‘It never stops shaping you’: the legacy of child sexual abuse – and how to survive it

UNITED KINGDOM
The Guardian

June 28, 2018

By Gaby Hinsliff

Child sexual abuse is frighteningly common and hugely damaging. But a new project is collecting survivors’ stories – and revealing what is needed to heal

The first thing Sabah Kaiser does after sitting down at the table when we meet, is to pick up a pen, and write her name on the nearest sheet of paper. She does it almost unthinkingly, and only later will it come to seem significant.

When she was a little girl, Kaiser wrote her name a lot. She scrawled it defiantly on the wall at home, balancing precariously on a banister four floors above the ground to reach the wallpaper: “Sabah is the best.” Later, she wrote it in foster homes: “I would find the hardest place that I could reach, or the most beautiful or lovely area, and write ‘Sabah is the best’.”

It was a coping mechanism she learned young, without really understanding why.
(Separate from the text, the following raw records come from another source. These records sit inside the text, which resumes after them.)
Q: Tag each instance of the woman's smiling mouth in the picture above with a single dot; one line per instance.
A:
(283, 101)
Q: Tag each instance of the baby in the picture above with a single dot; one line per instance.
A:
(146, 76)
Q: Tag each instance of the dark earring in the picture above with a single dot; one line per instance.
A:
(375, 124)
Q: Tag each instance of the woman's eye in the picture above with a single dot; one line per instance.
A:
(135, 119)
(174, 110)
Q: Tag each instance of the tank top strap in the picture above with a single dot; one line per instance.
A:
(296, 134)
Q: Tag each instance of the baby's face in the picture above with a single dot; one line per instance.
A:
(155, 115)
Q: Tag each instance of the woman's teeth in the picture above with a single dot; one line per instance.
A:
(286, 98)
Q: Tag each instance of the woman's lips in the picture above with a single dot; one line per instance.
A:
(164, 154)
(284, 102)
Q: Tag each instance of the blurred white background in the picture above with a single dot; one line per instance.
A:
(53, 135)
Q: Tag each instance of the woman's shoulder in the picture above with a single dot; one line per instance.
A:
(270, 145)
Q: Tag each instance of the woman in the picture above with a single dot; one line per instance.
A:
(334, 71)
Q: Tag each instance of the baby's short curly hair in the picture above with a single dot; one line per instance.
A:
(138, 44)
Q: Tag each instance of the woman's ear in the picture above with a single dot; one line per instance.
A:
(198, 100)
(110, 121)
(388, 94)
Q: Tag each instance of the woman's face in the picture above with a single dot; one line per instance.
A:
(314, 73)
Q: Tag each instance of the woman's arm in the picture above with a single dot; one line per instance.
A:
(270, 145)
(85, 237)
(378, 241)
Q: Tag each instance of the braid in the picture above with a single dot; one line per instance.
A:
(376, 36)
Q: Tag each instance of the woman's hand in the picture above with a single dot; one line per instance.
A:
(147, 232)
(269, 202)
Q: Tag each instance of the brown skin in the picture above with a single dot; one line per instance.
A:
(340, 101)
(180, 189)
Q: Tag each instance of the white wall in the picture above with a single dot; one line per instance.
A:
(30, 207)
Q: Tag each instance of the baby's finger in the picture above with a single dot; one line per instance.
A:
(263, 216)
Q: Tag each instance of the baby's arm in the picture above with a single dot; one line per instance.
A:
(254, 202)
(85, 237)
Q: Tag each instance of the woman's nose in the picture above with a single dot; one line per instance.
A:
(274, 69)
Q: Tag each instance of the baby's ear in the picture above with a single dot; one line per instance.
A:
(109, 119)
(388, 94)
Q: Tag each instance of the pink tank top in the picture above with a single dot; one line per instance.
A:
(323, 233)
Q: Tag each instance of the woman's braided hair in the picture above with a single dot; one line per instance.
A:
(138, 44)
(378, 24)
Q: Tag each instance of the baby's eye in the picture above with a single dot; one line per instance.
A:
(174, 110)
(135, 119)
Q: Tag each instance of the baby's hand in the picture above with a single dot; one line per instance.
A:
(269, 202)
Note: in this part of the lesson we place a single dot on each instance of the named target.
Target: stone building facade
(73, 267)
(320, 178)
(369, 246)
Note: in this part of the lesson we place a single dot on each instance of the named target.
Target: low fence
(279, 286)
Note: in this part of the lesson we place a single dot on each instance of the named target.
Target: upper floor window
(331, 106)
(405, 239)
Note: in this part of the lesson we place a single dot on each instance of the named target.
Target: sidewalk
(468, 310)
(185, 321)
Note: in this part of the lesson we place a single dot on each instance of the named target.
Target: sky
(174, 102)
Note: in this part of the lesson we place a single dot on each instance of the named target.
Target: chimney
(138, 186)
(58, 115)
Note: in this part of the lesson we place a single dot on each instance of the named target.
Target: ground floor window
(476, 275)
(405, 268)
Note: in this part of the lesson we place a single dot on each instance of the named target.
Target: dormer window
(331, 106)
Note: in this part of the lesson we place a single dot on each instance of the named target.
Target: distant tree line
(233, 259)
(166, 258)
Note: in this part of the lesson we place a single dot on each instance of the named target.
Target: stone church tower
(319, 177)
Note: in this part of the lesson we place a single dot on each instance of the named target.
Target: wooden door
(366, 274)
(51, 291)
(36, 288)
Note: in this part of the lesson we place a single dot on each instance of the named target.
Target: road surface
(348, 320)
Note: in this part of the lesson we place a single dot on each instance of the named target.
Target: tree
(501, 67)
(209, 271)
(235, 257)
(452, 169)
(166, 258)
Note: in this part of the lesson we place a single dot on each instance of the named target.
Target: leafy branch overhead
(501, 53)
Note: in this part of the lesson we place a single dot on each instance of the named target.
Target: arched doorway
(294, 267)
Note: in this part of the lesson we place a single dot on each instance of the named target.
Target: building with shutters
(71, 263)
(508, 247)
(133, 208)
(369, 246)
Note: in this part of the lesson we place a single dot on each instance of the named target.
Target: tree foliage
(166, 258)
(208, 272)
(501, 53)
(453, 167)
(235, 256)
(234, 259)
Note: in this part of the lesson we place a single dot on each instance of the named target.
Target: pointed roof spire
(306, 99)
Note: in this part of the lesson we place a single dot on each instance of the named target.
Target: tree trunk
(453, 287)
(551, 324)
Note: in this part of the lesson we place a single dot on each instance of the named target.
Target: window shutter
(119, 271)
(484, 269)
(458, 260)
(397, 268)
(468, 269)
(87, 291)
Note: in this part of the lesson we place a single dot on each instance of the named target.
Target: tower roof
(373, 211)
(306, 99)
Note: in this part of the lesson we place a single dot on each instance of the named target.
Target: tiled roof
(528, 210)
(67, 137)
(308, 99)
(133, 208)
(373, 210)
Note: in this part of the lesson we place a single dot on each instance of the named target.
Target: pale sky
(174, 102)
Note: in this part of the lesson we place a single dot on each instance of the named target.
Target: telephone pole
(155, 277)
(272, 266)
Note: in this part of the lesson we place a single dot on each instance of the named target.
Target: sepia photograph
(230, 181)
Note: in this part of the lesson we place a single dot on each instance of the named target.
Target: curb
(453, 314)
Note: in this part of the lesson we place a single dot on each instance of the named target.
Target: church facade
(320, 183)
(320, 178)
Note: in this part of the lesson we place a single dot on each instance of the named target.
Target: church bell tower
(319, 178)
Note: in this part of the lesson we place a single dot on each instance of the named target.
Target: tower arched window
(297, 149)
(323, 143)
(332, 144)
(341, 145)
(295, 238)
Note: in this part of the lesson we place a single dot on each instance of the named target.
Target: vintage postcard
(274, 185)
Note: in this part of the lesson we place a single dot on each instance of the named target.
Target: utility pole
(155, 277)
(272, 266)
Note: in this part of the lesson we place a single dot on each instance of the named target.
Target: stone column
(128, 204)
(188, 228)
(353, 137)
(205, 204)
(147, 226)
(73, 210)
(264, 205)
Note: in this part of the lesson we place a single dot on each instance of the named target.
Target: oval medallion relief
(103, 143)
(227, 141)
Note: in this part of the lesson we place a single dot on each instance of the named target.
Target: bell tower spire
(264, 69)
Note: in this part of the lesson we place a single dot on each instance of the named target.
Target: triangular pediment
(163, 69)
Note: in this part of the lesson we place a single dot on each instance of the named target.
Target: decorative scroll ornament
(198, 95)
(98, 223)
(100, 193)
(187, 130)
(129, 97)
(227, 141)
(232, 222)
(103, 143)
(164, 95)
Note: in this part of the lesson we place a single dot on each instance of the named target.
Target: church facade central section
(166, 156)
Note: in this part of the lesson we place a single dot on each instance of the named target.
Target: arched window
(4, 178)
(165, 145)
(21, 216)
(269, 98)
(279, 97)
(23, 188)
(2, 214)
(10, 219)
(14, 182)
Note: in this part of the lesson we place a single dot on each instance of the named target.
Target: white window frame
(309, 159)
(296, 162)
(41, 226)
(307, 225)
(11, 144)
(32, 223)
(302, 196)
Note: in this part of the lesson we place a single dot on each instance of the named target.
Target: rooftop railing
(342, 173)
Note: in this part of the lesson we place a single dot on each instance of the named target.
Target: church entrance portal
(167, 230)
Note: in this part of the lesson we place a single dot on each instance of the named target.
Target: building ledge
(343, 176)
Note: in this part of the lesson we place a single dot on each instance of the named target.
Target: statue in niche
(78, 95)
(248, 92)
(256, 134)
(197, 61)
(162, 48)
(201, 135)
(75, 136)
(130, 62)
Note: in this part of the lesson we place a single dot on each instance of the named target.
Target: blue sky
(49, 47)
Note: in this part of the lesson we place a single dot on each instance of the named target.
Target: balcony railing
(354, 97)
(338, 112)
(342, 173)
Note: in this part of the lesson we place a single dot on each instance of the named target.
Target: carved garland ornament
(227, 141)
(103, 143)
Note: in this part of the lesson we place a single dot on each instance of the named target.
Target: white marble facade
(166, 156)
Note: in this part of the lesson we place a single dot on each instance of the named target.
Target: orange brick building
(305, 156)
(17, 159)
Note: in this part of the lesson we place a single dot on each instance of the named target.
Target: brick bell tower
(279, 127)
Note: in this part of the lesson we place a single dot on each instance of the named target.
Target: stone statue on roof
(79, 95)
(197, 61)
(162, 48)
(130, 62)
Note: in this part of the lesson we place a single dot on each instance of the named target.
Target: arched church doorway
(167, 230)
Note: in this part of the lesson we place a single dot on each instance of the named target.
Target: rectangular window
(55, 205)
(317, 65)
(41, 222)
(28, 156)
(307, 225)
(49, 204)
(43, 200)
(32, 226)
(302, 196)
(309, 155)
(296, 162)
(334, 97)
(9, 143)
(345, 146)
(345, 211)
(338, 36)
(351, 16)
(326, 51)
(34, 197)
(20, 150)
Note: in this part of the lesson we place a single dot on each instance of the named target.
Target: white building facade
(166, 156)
But now, at 43, she recognises it as a way of fighting the feelings of worthlessness and shame so many child abuse survivors experience. “It was saying: ‘Look at me, I belong here; I can do the same as you, if not better.’”

The name she writes now is not, however, the same one she had then. Kaiser changed it by deed poll years ago, borrowing inspiration from Keyser Söze, the character in the film The Usual Suspects who has a double life. Kaiser, she explains, means king; above other men, but below God. It is a powerful name, and the one under which she approached the Truth Project.
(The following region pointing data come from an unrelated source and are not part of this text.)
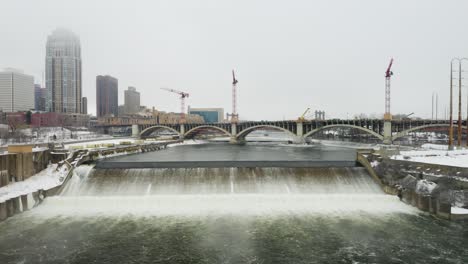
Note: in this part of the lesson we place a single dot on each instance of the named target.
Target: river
(229, 215)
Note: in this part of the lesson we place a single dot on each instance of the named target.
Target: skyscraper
(63, 72)
(40, 95)
(107, 95)
(84, 105)
(132, 100)
(16, 91)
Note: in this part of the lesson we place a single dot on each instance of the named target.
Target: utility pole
(234, 114)
(432, 107)
(459, 105)
(388, 115)
(451, 107)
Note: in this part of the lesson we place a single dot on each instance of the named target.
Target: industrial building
(210, 115)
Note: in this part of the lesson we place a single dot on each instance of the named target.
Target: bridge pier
(299, 129)
(387, 132)
(135, 131)
(233, 139)
(182, 131)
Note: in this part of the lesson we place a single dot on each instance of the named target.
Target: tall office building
(40, 95)
(63, 72)
(132, 100)
(107, 96)
(16, 91)
(84, 105)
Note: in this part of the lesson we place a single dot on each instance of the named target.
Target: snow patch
(46, 179)
(458, 210)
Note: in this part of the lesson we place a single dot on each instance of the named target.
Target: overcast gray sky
(289, 55)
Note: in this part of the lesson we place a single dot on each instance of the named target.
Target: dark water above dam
(228, 215)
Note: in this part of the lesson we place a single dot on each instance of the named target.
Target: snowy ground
(458, 210)
(45, 179)
(441, 156)
(47, 134)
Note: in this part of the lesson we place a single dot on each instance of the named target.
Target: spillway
(207, 191)
(228, 215)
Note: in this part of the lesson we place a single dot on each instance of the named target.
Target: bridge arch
(149, 130)
(227, 133)
(407, 131)
(245, 132)
(375, 134)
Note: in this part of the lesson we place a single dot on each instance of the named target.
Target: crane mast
(234, 115)
(388, 75)
(183, 95)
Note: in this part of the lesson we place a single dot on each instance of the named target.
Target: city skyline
(291, 55)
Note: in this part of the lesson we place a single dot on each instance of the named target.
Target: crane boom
(183, 95)
(176, 91)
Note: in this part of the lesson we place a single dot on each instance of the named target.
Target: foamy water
(255, 191)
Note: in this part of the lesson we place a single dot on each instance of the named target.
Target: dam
(329, 212)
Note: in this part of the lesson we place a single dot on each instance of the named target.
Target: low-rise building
(210, 115)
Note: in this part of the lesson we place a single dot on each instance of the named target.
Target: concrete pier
(3, 211)
(16, 205)
(24, 202)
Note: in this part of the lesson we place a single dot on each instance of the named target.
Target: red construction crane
(234, 115)
(183, 95)
(388, 74)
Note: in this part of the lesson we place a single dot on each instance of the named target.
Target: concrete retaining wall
(20, 166)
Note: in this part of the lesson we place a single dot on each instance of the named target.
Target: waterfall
(188, 191)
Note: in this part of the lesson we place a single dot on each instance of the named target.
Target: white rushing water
(147, 192)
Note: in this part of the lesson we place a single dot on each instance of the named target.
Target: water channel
(229, 215)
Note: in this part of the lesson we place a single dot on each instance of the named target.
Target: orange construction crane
(234, 114)
(183, 95)
(388, 74)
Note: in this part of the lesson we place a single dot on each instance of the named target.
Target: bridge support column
(135, 131)
(182, 131)
(387, 132)
(299, 133)
(233, 139)
(299, 129)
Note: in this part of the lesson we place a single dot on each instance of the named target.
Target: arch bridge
(385, 131)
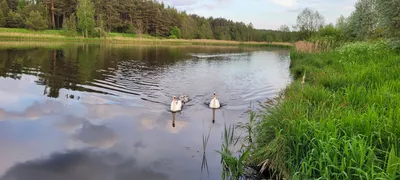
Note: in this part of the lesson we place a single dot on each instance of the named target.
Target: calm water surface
(100, 112)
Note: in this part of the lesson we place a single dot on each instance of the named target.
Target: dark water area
(100, 112)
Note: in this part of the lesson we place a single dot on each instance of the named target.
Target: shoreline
(10, 34)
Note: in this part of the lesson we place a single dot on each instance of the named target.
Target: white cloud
(285, 3)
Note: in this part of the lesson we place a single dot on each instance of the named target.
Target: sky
(264, 14)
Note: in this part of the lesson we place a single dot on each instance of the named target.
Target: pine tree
(85, 16)
(35, 21)
(14, 20)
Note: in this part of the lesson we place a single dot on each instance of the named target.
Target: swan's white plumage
(214, 103)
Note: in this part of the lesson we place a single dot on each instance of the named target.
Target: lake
(101, 111)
Set up by the government’s Independent Inquiry into Child Sexual Abuse, the project gives individual victims and survivors a chance to be heard; to share stories in confidence, helping inform the inquiry’s investigation into the widespread failure of institutions from churches to boarding schools to halt abuse. So far it has collected more than 1,000 stories (and remains keen to hear more), and while the details are often harrowing, they are striking in what they reveal about the lifelong consequences. As one survivor says in the report published this week by the Truth Project, it’s “like pebbles thrown into a pond; the ripples keep on getting bigger”.